The McDowells were among the wealthier families in Kentucky and desired to live in a gracious and cultivated style. They envisioned Ashland as a modern place of beauty, both of form and function. Their sophisticated ideas of beauty, function, and appropriateness would dictate their choices. Many of those ideas manifested in such impermanent things as furnishings and wall treatments, but also in dramatic and more permanent structural changes such as the removal of walls, replacement and addition of staircases, and the construction of a conservatory onto the back of the mansion. The McDowells were clearly unafraid to modify Ashland, even to the point of slightly altering Clay’s Federal floor plan that James had been so careful to preserve. They were interested in modernizing through the creation of a sense of spaciousness. ‘Open planning’ was a significant architectural innovation during the 1870s and 1880s and the McDowells utilized this concept to enhance Ashland’s interior spaces. They had not wanted to drastically change Ashland’s floor plan, but they maximized the existing spaces for a modern effect. The entrance hall, drawing room, and dining room were united—all doors open wide—as one expansive public space for entertaining. Previously less-public rooms, such as those in the library wing, were now open wide to visitors. Replacing the central staircase dramatically opened up the entrance area of the house as well. Smaller, less invasive changes were made, too, such as the addition of a full-length mirror in the entrance hall that reflected light and gave the illusion of a larger space.
The McDowells made Ashland as elegant as possible, transforming the mansion into a fin de siècle showcase of sophistication as they embraced a mix of decorative styles: the late-Victorian and Eastlake styles, but particularly the Aesthetic Style that was popular at the end of the nineteenth century. Oriental carpets, “Japanesque” patterned anaglypta, potted palms, art pottery, portières, richly colored wall finishes and thinly slatted hardwood floors comprised this look—and found their places at Ashland.
A further catalyst for change in the 1880s was the availability of new technology. While James had added such upgrades as coal-burning fireplaces and probably an updated indoor kitchen, the McDowells would dramatically usher Ashland into the twentieth century. Many modern upgrades were regarded as necessary in late nineteenth-century upper-class homes. Privies, outdoor kitchens, and oil lamp lighting may have been perfectly respectable in Henry Clay’s period, but would be looked upon as woefully primitive by the end of the century. The McDowells possessed the means to modernize the house and to do it with style. Modern innovations allowed them to make Ashland a much more habitable place than it had ever been with the addition of indoor plumbing, central heating, gas (and later, electric) lighting, and telephone service. Because the estate was too distantly located for municipal gas service, the McDowells introduced gas lighting to Ashland with the innovative Springfield “gas works” Machine system buried in the front yard which supplied vaporized gas to all the light fixtures in the home.

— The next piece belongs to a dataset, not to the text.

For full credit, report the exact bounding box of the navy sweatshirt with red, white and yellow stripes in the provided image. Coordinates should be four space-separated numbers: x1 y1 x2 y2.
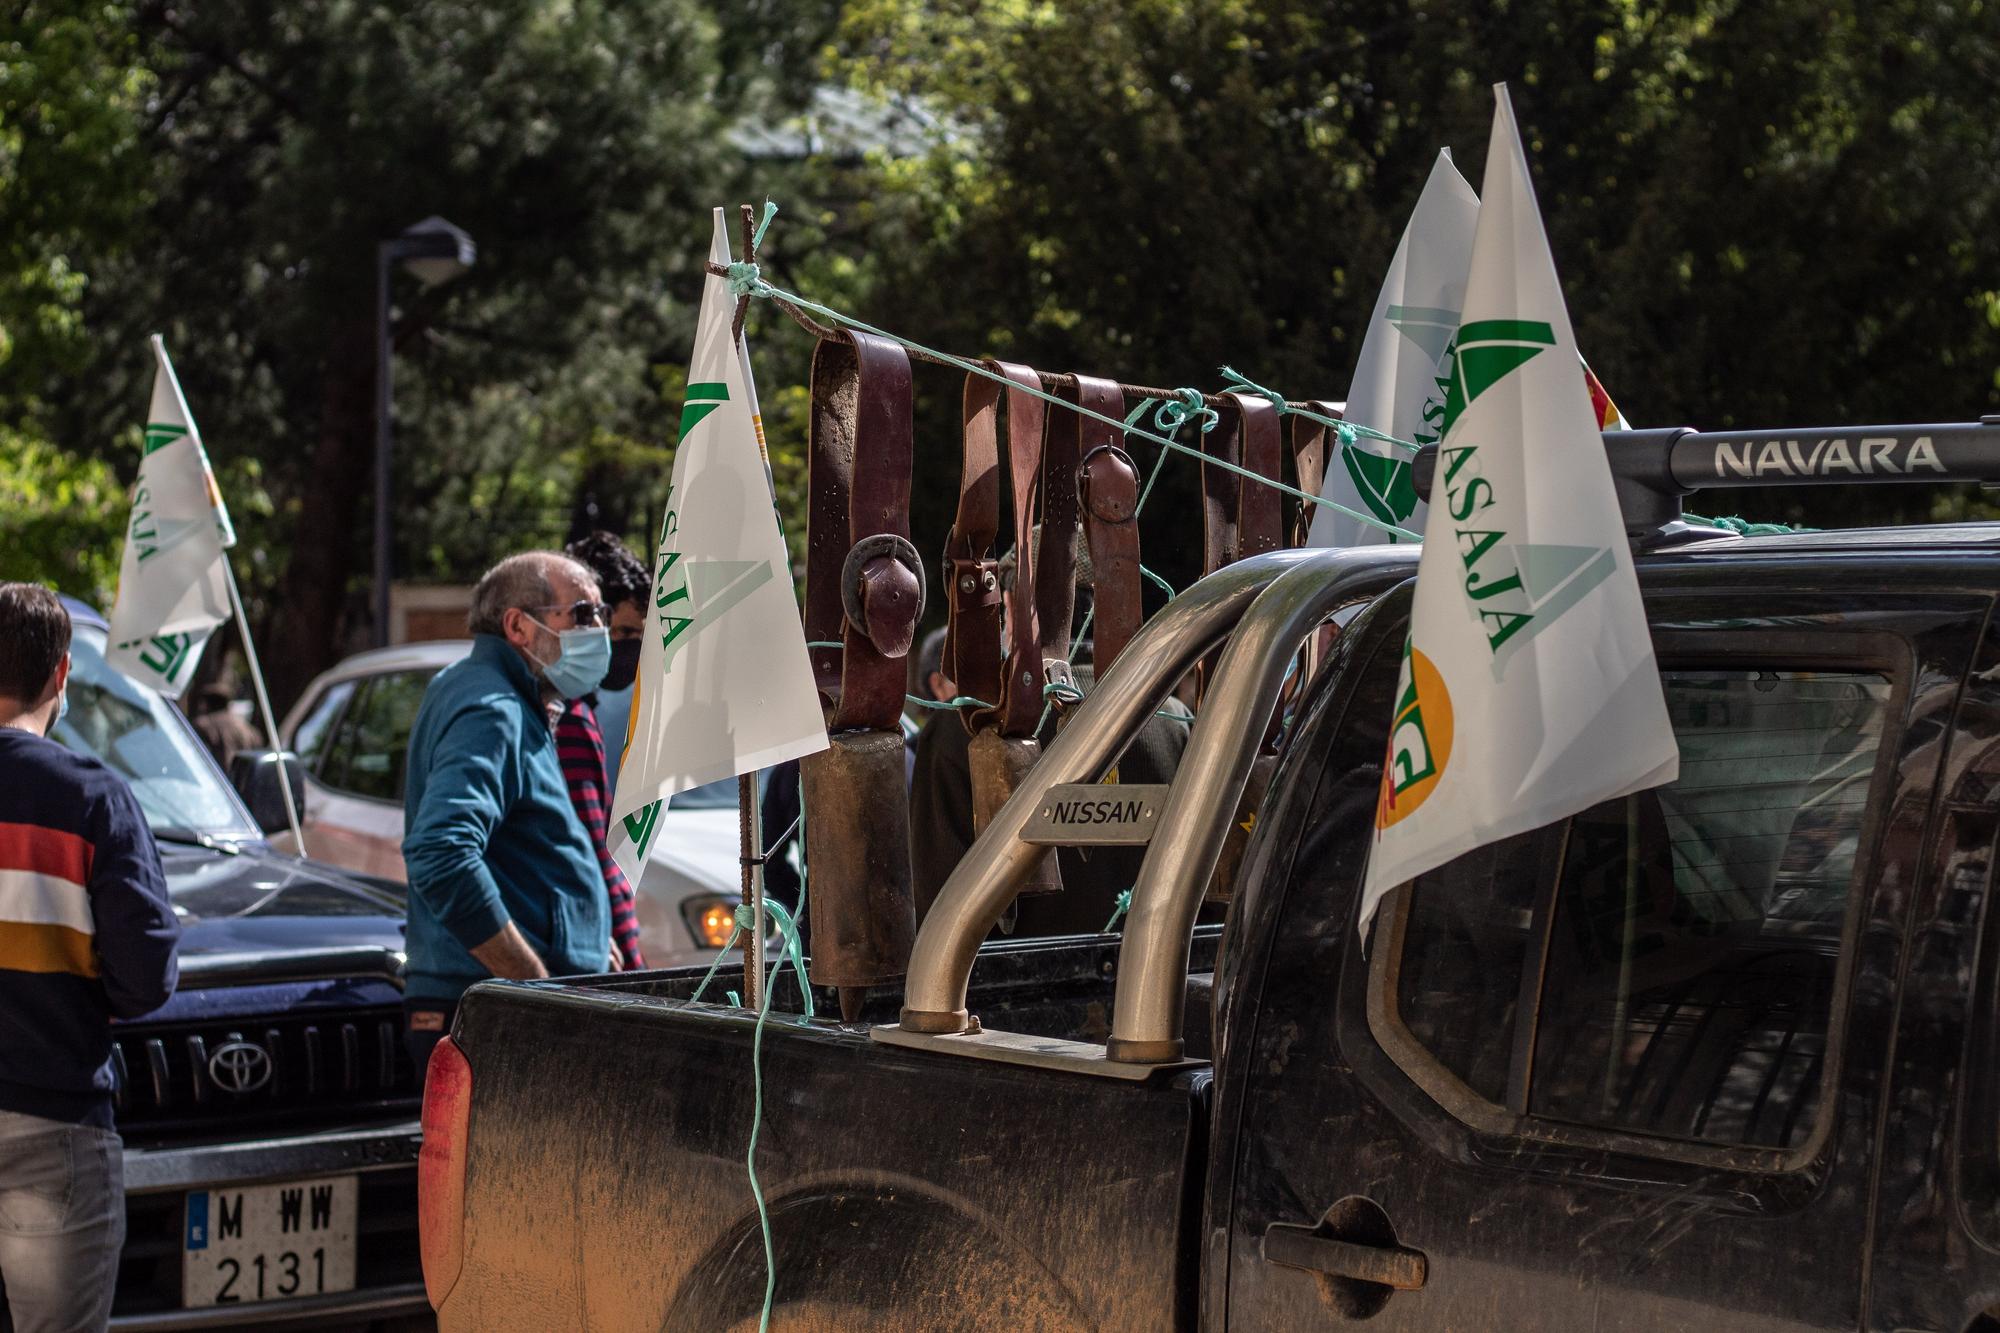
0 727 180 1129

They replaced virtually all of the light fixtures in the house with elegant gas lamps and chandeliers of European stained and beveled glass, brass and silver plate, and elaborate globes. From the dramatic vaulted ceiling in the library, they installed an exotic serpent-shaped gasolier fixture.
The conservatory was installed by the McDowells in 1883. The sleeping porch above was added much later and deemed too hazardous for use by Madeline McDowell Breckinridge.
The new McDowell Ashland, while not as sumptuously Victorian as James and Susan’s, was, all the same, much more dazzling than Henry Clay’s original. An 1883 guest described the net effect of their changes: “Ashland is a beautifully planned house for entertaining—five rooms ‘en suite.’ Friday night it presented a most magnificent appearance. The whole house thrown open, brilliantly lighted, elegantly furnished, and filled with rare and beautiful gems, and decorated with the greatest profusion of exquisite flowers and blooming plants. The drawing room opens into a conservatory filled with palms and rare plants of every variety, and lighted with gas lights…” (Lexington (Ky.) Weekly Press, 16 May 1883.)